If I receive public funds and go over budget and an inquiry is received from whoever is in oversight of those funds then my obligation is to cooperate; not go to the cameras and claim to be a victim.
The cost overruns are substantial and invite independent review despite the Feb being independent otherwise.
I think this is what’s being missed. But there is no evidence Bernacke is being indicted. Nor is there evidence that he’s refusing to cooperate withe the investigation.
Stat tuned.
If someone thinks removing Powell is because of cost overruns, I have some swamp land to sell you.
lol at thinking this is about Bernanke (and at thinking this is all an above board normal thing and not the political retribution it really is).
FYI to all, great editorial posted by the Wall Street Journal. Here is a gift link: https://www.wsj.com/opinion/jerome-powell-subpoena-federal-reserve-department-of-justice-donald-trump-bill-pulte-jeanine-pirro-b6913599?st=A52cEB&reflink=desktopwebshare_permalink
“In the annals of political lawfare there’s dumb, and then there’s the criminal subpoena federal prosecutors delivered Friday to Federal Reserve Chairman Jerome Powell. President Trump would do himself and the country a big favor by firing those responsible for this fiasco.”
Thank you!
This paragraph hints at some facts which never arrive:
“Alas, someone forgot to tell the rest of the Administration to let the matter go. Our sources say Bill Pulte of the Federal Housing Finance Agency wrote a report that made its way to Jeanine Pirro, the U.S. Attorney for Washington, D.C. Ms. Pirro’s office sent the subpoena, though Attorney General Pam Bondi no doubt signed off. Presumably the gambit is to catch Mr. Powell for lying to Congress regarding the office renovations or scrounge for details in search of some other so far undetected offense.”

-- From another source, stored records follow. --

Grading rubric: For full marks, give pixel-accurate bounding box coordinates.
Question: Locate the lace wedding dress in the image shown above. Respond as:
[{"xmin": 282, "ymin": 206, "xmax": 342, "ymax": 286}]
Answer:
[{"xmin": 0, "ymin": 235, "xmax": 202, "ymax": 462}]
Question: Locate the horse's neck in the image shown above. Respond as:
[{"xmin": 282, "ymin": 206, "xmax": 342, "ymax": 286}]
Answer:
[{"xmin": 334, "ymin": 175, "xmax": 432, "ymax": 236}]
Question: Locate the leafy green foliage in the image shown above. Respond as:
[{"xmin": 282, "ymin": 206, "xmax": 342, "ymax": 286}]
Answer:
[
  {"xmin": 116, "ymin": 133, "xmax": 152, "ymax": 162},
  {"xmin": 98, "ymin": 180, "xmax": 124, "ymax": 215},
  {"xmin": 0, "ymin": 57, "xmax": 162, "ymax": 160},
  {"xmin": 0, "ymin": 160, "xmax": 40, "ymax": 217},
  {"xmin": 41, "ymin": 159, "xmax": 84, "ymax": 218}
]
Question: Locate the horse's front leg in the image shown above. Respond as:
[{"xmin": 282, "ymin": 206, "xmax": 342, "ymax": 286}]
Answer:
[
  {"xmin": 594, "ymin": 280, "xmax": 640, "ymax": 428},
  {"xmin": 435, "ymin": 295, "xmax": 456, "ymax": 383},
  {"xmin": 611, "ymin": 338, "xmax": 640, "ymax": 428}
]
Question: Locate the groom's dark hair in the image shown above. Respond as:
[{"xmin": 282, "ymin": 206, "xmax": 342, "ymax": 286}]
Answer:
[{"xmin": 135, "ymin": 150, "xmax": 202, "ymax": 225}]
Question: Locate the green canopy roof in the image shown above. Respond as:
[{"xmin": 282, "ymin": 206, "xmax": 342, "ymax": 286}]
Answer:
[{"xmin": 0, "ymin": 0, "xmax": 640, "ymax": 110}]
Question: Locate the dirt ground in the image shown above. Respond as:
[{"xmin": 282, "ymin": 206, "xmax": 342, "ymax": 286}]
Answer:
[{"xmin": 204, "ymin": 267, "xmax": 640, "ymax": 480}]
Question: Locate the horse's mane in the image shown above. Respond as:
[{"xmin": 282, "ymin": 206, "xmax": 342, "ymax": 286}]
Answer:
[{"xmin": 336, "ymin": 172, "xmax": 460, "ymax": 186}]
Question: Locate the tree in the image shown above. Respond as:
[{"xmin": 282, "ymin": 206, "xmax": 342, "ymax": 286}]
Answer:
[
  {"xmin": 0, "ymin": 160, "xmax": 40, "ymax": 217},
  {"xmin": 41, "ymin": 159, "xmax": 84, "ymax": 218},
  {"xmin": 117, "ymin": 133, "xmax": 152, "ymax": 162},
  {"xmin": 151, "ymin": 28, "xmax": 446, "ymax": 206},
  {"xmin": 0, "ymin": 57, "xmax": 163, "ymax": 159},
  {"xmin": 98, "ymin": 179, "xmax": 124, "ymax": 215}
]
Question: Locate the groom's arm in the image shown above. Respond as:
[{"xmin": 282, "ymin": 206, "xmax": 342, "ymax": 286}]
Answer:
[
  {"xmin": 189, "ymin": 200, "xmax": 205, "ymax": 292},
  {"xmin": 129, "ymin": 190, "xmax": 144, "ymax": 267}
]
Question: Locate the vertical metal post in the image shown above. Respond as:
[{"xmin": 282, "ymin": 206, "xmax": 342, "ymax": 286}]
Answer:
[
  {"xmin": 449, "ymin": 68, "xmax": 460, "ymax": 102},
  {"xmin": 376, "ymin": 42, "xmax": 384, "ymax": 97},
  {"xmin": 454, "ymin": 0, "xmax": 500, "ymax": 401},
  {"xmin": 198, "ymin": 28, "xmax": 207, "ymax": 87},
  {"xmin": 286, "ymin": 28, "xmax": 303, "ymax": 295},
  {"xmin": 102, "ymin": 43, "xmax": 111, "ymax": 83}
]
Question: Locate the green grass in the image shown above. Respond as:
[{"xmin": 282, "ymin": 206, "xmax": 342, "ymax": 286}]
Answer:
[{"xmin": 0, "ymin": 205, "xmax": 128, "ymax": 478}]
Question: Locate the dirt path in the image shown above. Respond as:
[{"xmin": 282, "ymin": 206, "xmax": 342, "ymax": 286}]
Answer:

Do you feel he should cooperate if the DOJ has asked for information? Or should he maintain his independence despite receiving public funds?
The President has been openly pressuring Powell and attempting to limit the independence of the Fed.
Grand Jury subpoenas are not a “review” nor even an “audit.” They’re the sharp end of a criminal investigation.
Nevertheless, trying to get answers from a $1 billion in cost over runs that you are responsible for is pretty consistent with what we’ve seen so far from this administration. I’m sorry that they involve people you admire, but it is pretty important to obtain answers as to why. Powell has had plenty of opportunity to do so and has ignored the legal process. I for one am glad that can now lead to consequences.
Your response assumes we live in normal times with an administration that has pure intentions, neither of which is the case, and ignores the reality of what has happened over the past year. The POTUS has insulted, demeaned, and lied about the Fed chair ad nauseum for doing his job, attacking the independence of the Federal Reserve which is one of the bedrocks of our modern economy. Every former Fed chair having worked under presidents of both parties, and a bipartisan chorus of lawmakers have torched the administration for launching a politically motivated criminal investigation that is rooted in retribution, as has been the case with this DOJ from inception at the public direction of the POTUS. It is unprecedented,it is dangerous, it is beneath the office of the presidency, it is shocking, and it is wrong.
I assumed nothing in my comment. Intentions are not my concern. As stated, Billion dollar cost over runs and the ignoring a regulating authority are my concern and I am glad somebody is looking into it. What your comment boils down to is: Powell should get a pass because “Trump was mean, and some other people said he was mean too, plus I don’t like him” Powell was actually warned about these costs and delays many months ago. It’s all just politics man, Relax. Life is much better, and simpler when you don’t allow people to live rent free in your head.